嫌だ can be used as: dislike, mind, the answer of no.
In conversations, I also use it as "What a bummer!" (嫌だ、it's raining again!) "No way!" (嫌だ、I said no, remember?), or as "Oh my" (嫌だ、did you bake this cake? It's amazing!) ( 嫌だ、it's so late!)
Also if someone says nice thing about me, I use 嫌だ with a big smile - means I'm flattered and don't know what to say. (Saying "thank you" immediately seems presumptuous)
Also "Oops!" "Oh, silly me!" "Good grief!" when you did something unexpectedly: "嫌だ、I forgot to bring my wallet! お財布持ってくるの忘れた！" "嫌だ、I sat on my glasses. メガネの上に座っちゃった" and so on.
In its primary sense it is somewhat weaker than the English word "hate", which is very visceral and implies an active negative energy. The Japanese word is more a reflection of one's automatic response to something, and is probably closer in most contexts to "can't stand".
People may also use 嫌い in contexts where in English people would say "don't like". 大嫌い (daikirai) is closer to "hate".
When you're talking about food, you can say 嫌い in neutral contexts, but it's probably safer to say 食べられない (I can't eat it), often shortened to 食べれない in everyday conversation.
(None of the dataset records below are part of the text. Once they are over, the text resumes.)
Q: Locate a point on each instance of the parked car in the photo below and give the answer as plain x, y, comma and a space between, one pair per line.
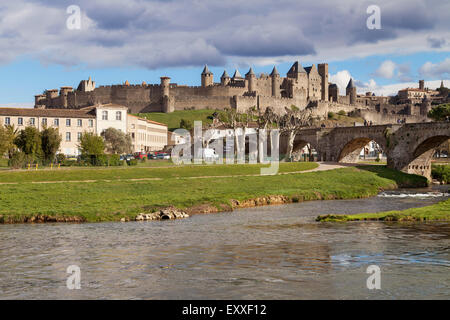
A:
140, 155
210, 155
163, 155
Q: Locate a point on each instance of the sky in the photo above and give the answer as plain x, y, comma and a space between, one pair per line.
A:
48, 44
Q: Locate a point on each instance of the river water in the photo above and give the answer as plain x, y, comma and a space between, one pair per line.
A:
272, 252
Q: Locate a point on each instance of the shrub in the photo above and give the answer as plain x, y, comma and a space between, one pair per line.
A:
441, 173
18, 160
132, 162
114, 160
60, 157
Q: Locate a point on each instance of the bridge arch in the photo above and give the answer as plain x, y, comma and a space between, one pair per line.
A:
350, 151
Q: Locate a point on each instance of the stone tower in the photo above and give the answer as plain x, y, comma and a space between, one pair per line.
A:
275, 82
421, 84
323, 72
333, 92
351, 92
251, 78
207, 77
425, 107
167, 106
225, 78
63, 92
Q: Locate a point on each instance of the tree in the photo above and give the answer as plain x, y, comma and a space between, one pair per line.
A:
116, 141
7, 136
29, 142
440, 112
51, 141
291, 122
185, 124
91, 145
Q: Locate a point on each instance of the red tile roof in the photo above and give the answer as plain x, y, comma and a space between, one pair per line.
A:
60, 113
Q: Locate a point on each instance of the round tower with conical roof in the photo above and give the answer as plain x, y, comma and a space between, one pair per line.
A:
225, 78
351, 92
251, 79
207, 77
275, 82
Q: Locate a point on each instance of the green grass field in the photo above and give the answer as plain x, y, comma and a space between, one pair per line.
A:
110, 200
173, 119
126, 173
435, 212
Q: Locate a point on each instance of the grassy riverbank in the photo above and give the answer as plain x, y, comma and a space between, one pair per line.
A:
111, 194
436, 212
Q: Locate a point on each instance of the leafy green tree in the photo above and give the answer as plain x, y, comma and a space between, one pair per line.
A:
51, 141
91, 145
116, 141
7, 136
185, 124
440, 112
29, 142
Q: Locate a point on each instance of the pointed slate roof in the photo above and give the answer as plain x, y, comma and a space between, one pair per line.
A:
250, 72
237, 74
350, 84
206, 70
296, 68
274, 72
225, 74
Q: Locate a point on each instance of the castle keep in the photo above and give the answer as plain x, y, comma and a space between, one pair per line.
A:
299, 87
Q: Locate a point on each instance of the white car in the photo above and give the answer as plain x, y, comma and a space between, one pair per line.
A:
210, 155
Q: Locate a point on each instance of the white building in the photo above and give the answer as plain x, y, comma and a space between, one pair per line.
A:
146, 135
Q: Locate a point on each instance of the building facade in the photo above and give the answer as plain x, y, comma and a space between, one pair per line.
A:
72, 123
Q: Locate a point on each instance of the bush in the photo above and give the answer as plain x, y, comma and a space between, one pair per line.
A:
441, 173
132, 162
60, 157
18, 160
114, 160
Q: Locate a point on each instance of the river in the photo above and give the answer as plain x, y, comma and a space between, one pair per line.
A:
272, 252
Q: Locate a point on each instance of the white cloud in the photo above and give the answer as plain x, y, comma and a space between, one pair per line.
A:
341, 79
156, 34
386, 70
438, 70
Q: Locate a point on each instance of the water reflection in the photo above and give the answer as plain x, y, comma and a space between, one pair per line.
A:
274, 252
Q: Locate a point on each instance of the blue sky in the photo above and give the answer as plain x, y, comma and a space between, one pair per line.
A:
142, 40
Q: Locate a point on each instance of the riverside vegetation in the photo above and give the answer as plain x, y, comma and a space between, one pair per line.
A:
115, 194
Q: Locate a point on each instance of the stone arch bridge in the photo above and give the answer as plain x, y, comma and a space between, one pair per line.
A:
408, 147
Certainly, this would be better than 嫌い if someone's actually offering you something you don't like.
Obviously, you could, physically, put it in your mouth and chew it and swallow it, but to say you can't eat something in Japanese is a less offensive way of saying you don't like it.In general, though, it's not considered polite in Japan to be picky with your food; it's often seen as a sign of selfishness.